# GT Ruckus UF, worth the money?



## PaintPeelinPbody (Feb 3, 2004)

I found a guy selling a 07 GT Ruckus for $580 new, but the 08 version might retail at 600 or so.

Is this a killer deal or just kinda so-so?

I know, a dumb question. I've got a build Steelhead, but I could probably get close to 350 for that, and have been eying cheap new DJ/Urban specific bikes...


----------



## BikeSATORI (Mar 20, 2004)

I know I've always had a soft spot for this years ruckus UF24, and even pondered picking one up awhile back.... I usually don't like complete bikes in this genre so much, and really like building my own, but the UF24 just had so much bang for the buck.
But, I really don't know a whole lot about the 26" susp. fork version. To me, that looks like a decent deal, but nothing really killer. I'd put money down that it would have better geometry than your steelhead though.


----------



## -.---.- (Jun 15, 2007)

the 08 is 649... I've been looking at that bike too for a long time and it's still hot to me but yeah I think you could get something better over...ebay or whatever...for the same price.

The sun Duro D's are actualy pretty good.

I'd buy over eBay or pinkbike (pinkbike = only if your seller is local...lots of ******** up there...)

What are your steelhead specs? like parts?


----------



## PaintPeelinPbody (Feb 3, 2004)

05 Steelhead XL Frame
04 Marzocchi FR2
XT Hubs w/ Ryhno Lite XL's
Truvativ cranks with bashring (SS)
Hayes HFX9 rear brake
Deity bars and stem.


----------



## sittingduck (Apr 26, 2005)

I've heard the GT frame is very heavy. I wonder if this is true, or sitll the case?


----------



## 97 ATX 2.0L (Jun 29, 2006)

sittingduck said:


> I've heard the GT frame is very heavy. I wonder if this is true, or sitll the case?


Theyre not too bad, I had mine down below 30 lbs with just a Kona rigid jump fork, Krads, mostly stock besides that. I bought an 07 that was a very abused only had to replace the bottom bracket. The stock parts arent bad. I liked the cranks quite a bit. My brother who rides it now prefers it to his STP.

Mostly stock:


----------



## bbaction (Jan 29, 2007)

BikeSATORI said:


> I know I've always had a soft spot for this years ruckus UF24, and even pondered picking one up awhile back.... I usually don't like complete bikes in this genre so much, and really like building my own, but the UF24 just had so much bang for the buck.
> But, I really don't know a whole lot about the 26" susp. fork version. To me, that looks like a decent deal, but nothing really killer. I'd put money down that it would have better geometry than your steelhead though.

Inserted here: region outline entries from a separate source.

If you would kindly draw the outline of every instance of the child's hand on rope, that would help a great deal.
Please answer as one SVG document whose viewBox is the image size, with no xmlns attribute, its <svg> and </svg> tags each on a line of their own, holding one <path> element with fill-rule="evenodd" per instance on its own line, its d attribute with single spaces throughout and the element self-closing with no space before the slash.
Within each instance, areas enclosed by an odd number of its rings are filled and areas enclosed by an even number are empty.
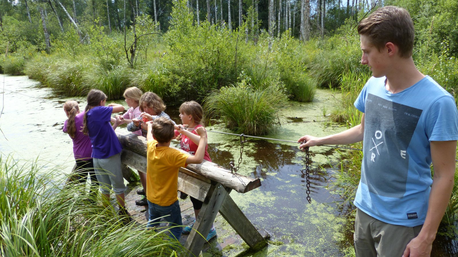
<svg viewBox="0 0 458 257">
<path fill-rule="evenodd" d="M 134 125 L 135 125 L 136 127 L 138 127 L 140 126 L 140 122 L 141 122 L 142 121 L 136 118 L 132 119 L 132 122 L 134 123 Z"/>
</svg>

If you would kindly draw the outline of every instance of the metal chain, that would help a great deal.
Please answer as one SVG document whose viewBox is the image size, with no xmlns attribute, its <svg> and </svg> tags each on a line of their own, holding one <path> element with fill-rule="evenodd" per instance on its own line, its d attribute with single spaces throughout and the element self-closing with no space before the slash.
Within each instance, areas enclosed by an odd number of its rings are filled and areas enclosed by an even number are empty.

Can you buy a UF24, because all the places ive looked say the have been discontinued. The 24 would deffinatly be a worthy GT for the muny espically becuase it has like a frame that is compairable to the USB molly...well heavier but still nice. But im not too sure about the 26" version it doesnt look too bad to me.


----------



## XSL_WiLL (Nov 2, 2004)

I hooked up my buddy with a UF24. It's definitely a fun ride.


----------



## Axis (Mar 11, 2004)

XSL_WiLL said:


> I hooked up my buddy with a UF24. It's definitely a fun ride.


Agreed. I have a molly and putting the two bikes next to each other the framers are very similar.

I have no proof to back this up but I think it is a copy and raysmtb had them last year as demos so I rode them often. The molly is hands down a way better frame but the uf24 is nice especially for the money.


----------



## Axis (Mar 11, 2004)

Ya know the guys from njdirt.com were at rays this weekend. One of the guys was riding the uf24 and was killing it.


----------